All participants received ABT 320 mg via intravenous injections for three consecutive days every four weeks and attended at least three follow-up visits until study completion. The study was conducted in accordance with the Declaration of Helsinki, and the protocol was approved by the Ethics Committee of Zhejiang Hospital (Reference Number 2024 − 1518). Written informed consent was obtained from all participants. The study was registered in the Chinese Clinical Trial Registry (ChiCTR2500097627, https://www.chictr.org.cn/bin/project/edit?pid=262452). The results of laboratory examinations conducted at the Day 1 visit, including blood cell count, biochemical parameters, urinalysis, CD4⁺ T-cell count, HIV RNA viral load, and plasma ABT concentration, were recorded as baseline measurements. Follow-up evaluations were conducted at Weeks 4, 8, and 12 to assess hematological and biochemical profiles, urinalysis results, medication adherence, adverse drug reactions (ADRs), CD4⁺ T-cell counts, HIV RNA viral load, and plasma ABT concentration.
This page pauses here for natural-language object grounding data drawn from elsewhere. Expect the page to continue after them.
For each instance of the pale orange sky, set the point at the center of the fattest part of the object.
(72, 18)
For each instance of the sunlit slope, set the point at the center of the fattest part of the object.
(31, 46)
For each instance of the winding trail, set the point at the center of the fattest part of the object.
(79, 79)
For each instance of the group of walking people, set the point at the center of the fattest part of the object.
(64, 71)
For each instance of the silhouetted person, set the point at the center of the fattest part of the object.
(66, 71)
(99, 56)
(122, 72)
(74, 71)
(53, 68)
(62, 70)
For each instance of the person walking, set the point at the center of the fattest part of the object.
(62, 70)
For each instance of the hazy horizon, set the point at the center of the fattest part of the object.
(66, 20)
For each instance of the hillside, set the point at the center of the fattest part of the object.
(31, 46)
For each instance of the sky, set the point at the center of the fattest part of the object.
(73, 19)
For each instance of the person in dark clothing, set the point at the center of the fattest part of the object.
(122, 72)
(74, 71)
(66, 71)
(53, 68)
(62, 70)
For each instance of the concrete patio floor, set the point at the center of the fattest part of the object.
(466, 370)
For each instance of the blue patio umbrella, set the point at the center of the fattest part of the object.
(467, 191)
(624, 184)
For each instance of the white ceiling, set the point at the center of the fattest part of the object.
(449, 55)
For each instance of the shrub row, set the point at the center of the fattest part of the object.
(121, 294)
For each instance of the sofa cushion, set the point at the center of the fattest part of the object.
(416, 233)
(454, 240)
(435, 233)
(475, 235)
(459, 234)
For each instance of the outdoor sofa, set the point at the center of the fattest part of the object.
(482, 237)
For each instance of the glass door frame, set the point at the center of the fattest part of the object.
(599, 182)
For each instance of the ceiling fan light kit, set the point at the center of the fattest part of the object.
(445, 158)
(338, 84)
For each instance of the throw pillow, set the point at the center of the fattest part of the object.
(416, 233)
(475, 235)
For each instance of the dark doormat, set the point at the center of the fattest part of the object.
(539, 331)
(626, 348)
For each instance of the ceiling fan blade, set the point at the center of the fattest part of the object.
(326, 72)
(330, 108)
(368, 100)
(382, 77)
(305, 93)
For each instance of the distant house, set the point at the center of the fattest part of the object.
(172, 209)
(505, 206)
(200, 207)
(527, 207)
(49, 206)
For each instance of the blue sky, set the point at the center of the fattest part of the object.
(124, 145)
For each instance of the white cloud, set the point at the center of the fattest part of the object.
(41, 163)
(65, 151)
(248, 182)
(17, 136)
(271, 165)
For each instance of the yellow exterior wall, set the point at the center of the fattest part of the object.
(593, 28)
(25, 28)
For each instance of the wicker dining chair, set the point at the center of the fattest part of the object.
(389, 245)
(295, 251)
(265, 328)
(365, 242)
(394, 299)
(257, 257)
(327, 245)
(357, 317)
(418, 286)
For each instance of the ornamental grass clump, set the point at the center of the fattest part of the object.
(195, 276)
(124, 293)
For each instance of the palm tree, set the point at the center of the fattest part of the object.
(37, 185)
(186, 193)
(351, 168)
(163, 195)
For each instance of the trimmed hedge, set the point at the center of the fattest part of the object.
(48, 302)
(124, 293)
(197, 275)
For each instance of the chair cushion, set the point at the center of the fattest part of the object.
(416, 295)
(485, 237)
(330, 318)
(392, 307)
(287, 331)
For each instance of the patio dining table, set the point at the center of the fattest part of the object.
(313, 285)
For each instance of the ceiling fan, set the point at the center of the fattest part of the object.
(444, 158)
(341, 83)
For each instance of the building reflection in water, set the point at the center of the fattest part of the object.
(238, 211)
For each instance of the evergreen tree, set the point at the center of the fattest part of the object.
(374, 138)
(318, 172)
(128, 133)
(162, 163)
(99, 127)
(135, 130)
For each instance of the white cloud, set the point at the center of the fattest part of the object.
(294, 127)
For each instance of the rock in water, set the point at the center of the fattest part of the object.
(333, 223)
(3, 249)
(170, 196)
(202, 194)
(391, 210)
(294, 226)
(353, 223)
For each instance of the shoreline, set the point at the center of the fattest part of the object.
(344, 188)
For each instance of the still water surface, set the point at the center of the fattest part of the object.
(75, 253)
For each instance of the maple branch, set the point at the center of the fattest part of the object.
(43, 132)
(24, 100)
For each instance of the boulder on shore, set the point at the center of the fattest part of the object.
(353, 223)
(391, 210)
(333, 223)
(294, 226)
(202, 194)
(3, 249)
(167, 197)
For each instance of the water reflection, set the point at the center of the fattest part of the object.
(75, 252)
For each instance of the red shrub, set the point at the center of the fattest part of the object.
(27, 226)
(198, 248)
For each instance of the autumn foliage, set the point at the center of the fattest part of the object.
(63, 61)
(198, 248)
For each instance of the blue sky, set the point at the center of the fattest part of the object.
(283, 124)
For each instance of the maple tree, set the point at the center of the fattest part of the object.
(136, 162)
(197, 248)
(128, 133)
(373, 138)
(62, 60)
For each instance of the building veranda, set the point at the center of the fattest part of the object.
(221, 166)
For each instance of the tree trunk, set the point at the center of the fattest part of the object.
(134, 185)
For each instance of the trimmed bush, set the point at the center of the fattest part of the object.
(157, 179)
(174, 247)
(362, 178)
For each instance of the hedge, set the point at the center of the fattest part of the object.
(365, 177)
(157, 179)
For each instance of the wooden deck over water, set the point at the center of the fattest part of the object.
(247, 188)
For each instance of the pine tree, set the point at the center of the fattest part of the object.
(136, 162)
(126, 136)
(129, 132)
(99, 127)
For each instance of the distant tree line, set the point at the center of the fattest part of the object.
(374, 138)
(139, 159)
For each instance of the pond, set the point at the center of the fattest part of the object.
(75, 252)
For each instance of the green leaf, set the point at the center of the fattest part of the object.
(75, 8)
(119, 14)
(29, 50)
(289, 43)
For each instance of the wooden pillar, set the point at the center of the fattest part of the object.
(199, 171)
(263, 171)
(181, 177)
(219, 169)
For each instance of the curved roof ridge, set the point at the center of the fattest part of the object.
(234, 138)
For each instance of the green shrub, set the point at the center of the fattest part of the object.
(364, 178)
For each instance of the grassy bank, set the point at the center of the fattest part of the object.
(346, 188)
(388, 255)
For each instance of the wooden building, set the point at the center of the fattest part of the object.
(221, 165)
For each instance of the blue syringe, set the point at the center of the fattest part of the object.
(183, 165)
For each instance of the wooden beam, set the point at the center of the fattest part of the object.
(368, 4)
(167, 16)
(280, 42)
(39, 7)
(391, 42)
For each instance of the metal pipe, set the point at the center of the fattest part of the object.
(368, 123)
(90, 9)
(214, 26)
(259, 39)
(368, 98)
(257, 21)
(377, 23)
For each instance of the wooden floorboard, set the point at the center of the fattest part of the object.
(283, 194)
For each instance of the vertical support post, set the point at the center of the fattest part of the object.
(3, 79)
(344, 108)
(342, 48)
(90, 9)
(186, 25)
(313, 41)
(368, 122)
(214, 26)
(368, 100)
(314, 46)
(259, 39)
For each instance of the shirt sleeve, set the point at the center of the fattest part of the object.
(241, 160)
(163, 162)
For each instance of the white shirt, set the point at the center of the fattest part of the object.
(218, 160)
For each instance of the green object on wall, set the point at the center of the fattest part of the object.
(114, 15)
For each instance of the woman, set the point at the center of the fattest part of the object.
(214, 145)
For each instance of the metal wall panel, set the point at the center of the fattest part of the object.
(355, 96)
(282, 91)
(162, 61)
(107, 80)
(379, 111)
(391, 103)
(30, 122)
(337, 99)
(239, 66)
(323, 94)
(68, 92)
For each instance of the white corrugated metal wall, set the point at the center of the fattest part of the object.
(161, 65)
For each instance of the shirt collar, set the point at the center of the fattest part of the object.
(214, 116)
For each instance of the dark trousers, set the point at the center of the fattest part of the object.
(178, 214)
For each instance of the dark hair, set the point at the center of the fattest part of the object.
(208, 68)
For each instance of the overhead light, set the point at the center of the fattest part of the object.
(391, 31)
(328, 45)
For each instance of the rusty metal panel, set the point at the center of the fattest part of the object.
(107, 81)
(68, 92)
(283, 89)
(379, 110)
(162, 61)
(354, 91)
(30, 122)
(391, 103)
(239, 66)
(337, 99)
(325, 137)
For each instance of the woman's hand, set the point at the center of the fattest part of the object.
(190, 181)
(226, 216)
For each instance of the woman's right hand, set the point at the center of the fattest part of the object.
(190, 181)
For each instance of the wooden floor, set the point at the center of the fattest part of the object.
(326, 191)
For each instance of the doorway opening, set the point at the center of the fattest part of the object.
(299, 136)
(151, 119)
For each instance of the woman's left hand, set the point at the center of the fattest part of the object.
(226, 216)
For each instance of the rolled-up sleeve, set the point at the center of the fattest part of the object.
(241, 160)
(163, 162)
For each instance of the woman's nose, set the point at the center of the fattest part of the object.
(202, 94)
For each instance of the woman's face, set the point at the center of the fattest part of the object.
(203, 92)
Throughout the study, all ABT injections were administered by trained nurses in the hospital. Attending physicians closely monitored patients and documented any ADRs that occurred during the ABT treatment period.

Statistical analysis

Continuous data were expressed as mean ± standard deviation, and categorical data were presented as frequencies and percentages. The χ² test or Fisher’s exact test was used to compare categorical variables, as appropriate. Continuous variables were compared using the paired t-test, and analysis of variance (ANOVA) with T-correction was used for multiple comparisons. All data analyses were performed using SPSS software (version 23.0) and GraphPad Prism (version 8.0.2). A P-value of < 0.05 was considered statistically significant.
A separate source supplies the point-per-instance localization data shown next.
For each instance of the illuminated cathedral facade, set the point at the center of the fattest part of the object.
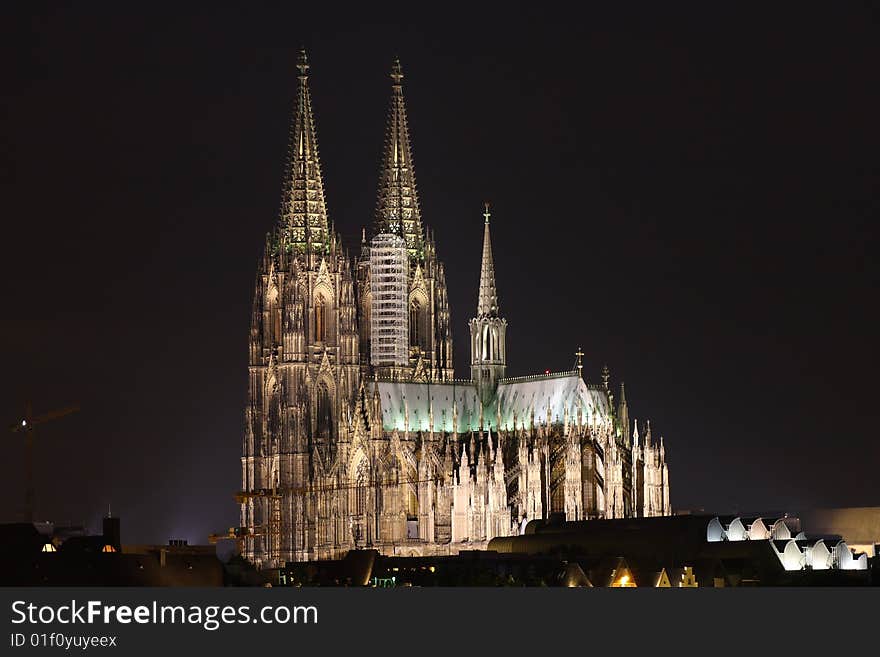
(357, 434)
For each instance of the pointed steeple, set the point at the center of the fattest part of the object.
(397, 207)
(304, 220)
(487, 304)
(488, 328)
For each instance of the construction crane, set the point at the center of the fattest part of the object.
(28, 425)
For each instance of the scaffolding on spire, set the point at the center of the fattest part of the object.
(389, 311)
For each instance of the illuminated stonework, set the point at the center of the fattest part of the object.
(339, 454)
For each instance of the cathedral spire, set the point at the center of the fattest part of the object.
(488, 328)
(487, 304)
(397, 207)
(303, 211)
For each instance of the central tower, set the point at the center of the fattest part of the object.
(488, 328)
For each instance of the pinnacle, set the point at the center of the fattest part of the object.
(396, 71)
(302, 63)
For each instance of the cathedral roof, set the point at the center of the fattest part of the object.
(397, 206)
(303, 210)
(554, 393)
(413, 403)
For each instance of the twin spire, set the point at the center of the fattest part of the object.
(304, 220)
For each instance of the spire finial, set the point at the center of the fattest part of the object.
(302, 64)
(396, 72)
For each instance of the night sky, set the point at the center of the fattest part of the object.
(689, 195)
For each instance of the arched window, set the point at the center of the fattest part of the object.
(324, 428)
(487, 344)
(362, 480)
(320, 320)
(415, 316)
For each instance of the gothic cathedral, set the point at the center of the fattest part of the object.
(356, 432)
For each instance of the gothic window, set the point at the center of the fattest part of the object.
(414, 317)
(418, 323)
(487, 343)
(362, 480)
(320, 320)
(324, 428)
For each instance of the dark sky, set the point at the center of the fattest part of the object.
(691, 195)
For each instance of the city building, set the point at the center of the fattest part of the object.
(357, 433)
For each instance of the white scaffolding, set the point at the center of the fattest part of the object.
(389, 310)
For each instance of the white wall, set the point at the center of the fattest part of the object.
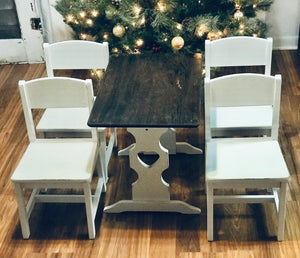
(60, 30)
(283, 19)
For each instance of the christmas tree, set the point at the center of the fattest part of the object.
(135, 26)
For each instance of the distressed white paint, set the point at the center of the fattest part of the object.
(28, 49)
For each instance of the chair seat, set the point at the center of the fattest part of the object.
(241, 117)
(245, 158)
(65, 119)
(57, 161)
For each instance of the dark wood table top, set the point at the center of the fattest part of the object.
(157, 90)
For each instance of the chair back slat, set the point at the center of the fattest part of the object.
(76, 54)
(243, 90)
(238, 51)
(54, 92)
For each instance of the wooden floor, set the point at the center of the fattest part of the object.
(59, 230)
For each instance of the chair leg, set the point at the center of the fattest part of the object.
(281, 211)
(24, 219)
(89, 211)
(113, 131)
(102, 156)
(210, 213)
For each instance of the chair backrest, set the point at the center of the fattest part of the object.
(76, 54)
(54, 92)
(238, 51)
(243, 89)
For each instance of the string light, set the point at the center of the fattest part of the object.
(137, 10)
(105, 35)
(200, 30)
(139, 42)
(115, 50)
(82, 14)
(94, 13)
(242, 28)
(70, 18)
(83, 36)
(142, 21)
(179, 26)
(238, 15)
(161, 6)
(89, 22)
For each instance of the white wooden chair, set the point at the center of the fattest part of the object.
(55, 122)
(239, 51)
(245, 162)
(65, 163)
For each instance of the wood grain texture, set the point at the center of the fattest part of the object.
(59, 230)
(158, 90)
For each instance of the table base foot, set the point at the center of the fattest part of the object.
(154, 206)
(181, 147)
Demographic and clinical characteristics of patients

The cohort consisted of 19 male patients and 1 female patient, with a mean age of 42.1 years. Among them, 10 patients had diagnosed with malignancies (5 with lymphoma, 3 with lung cancer, 1 with colorectal cancer, and 1 with breast cancer), and 10 had opportunistic infections (4 with nontuberculous mycobacteria, 3 with cytomegalovirus, 2 with cryptococcal meningitis, and 1 with progressive multifocal leukoencephalopathy). In total, 14 patients resided in Zhejiang Province, while the remaining 6 were from other provinces (2 from Shandong, 2 from Anhui, 1 from Jiangxi, and 1 from Guizhou). By the end of the study, 15 patients had completed ≥ 3 months of follow-up, and 10 patients continued intensive therapy beyond the study period. Two patients had previously received weekly ABT 320 mg injections before transitioning to the monthly three-day regimen. Both reported substantial improvements in treatment adherence and reduced psychological burden with the new dosing schedule.

The average duration of antiretroviral therapy (ART) in the cohort was 2.24 years, with 5 patients having received ART for ≤ 6 months and the remaining 15 patients, for > 6 months. Baseline HIV-RNA levels and CD4⁺ T-cell counts were measured in all patients before initiating treatment. The mean baseline HIV-RNA level was 1.65 log₁₀ copies/mL, with seven patients presenting with levels < 20 copies/mL. The mean CD4⁺ T-cell count was 188 cells/µL, and 14 patients had CD4⁺ T-cell counts < 200 cells/µL.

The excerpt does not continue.